According to the news source, the lawsuit, which was filed on Thursday, May 10, in Jefferson Circuit Court, claims Crystal Stevens was left permanently disabled do to extensive nerve damage allegedly caused by Medtronic's Infuse device, which was implanted in her during spinal surgery in 2006. Stevens' defective medical device lawyer added that Stevens must be reclined or flat on her back for the better part of the day, and is heavily dependent on her husband for day-to-day activities.

The attorney added that this most recent case is one of dozens he and other lawyers are preparing for with similar complications that have been linked to Infuse.

The device, which is composed of "bone morphogenetic protein," is delivered into the spaces between vertebrae as a liquid held in place by a cage. As the liquid forms a solid, it grows to the bone, and in turn creates a bond between vertebrae. However, if the expansion during the solidification phase grows beyond the size of its cage, it can lead to Stevens' condition, according to the media outlet.

Stevens' lawyer stated that Infuse was introduced to her spine in an "unconsented, off-label surgery" by officials at Norton Hospital. The U.S. Food and Drug Administration approved the medical device for a very specific type of spinal surgery, which the lawsuit claims was not the operation Stevens underwent. While performing the surgery for off-label uses is not illegal, the lawsuit alleges in certain cases, use of Infuse can lead to uncontrolled bone growth near the highway of spinal nerves that run along vertebrae.

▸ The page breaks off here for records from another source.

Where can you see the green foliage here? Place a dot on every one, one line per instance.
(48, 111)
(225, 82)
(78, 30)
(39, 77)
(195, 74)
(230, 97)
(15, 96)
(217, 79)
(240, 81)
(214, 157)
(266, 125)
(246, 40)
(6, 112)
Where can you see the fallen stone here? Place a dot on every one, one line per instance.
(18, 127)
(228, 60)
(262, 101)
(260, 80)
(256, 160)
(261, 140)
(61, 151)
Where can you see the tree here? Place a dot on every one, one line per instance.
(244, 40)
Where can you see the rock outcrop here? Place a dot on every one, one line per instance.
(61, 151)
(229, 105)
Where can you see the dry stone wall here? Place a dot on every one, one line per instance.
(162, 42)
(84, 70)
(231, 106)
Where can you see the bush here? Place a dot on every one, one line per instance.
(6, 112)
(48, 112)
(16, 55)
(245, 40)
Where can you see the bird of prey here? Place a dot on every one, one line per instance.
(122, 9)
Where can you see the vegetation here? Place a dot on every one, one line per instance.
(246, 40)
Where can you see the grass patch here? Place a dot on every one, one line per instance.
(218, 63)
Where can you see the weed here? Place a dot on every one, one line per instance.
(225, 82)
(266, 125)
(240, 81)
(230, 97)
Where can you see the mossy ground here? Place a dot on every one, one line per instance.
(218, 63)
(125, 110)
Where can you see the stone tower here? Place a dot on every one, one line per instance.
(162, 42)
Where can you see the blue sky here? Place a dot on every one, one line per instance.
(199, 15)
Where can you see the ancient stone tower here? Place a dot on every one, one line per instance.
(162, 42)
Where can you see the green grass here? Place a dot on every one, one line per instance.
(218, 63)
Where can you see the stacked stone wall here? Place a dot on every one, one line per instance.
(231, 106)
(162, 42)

"When spinal nerves are compressed … a patient can experience … extreme and debilitating pain in the legs and back, which is precisely what happened to plaintiff Crystal Stevens," according to the lawsuit.

The complaint also contends that Medtronic made light of the serious risks that had been linked to Infuse, and "actively and illegally" promoted use of the device for off-label purposes.

Medtronic has had its products rejected by the FDA in the past, including one heart device that was designed to treat a common heart disorder, but was later linked to potentially raising the risk of strokes.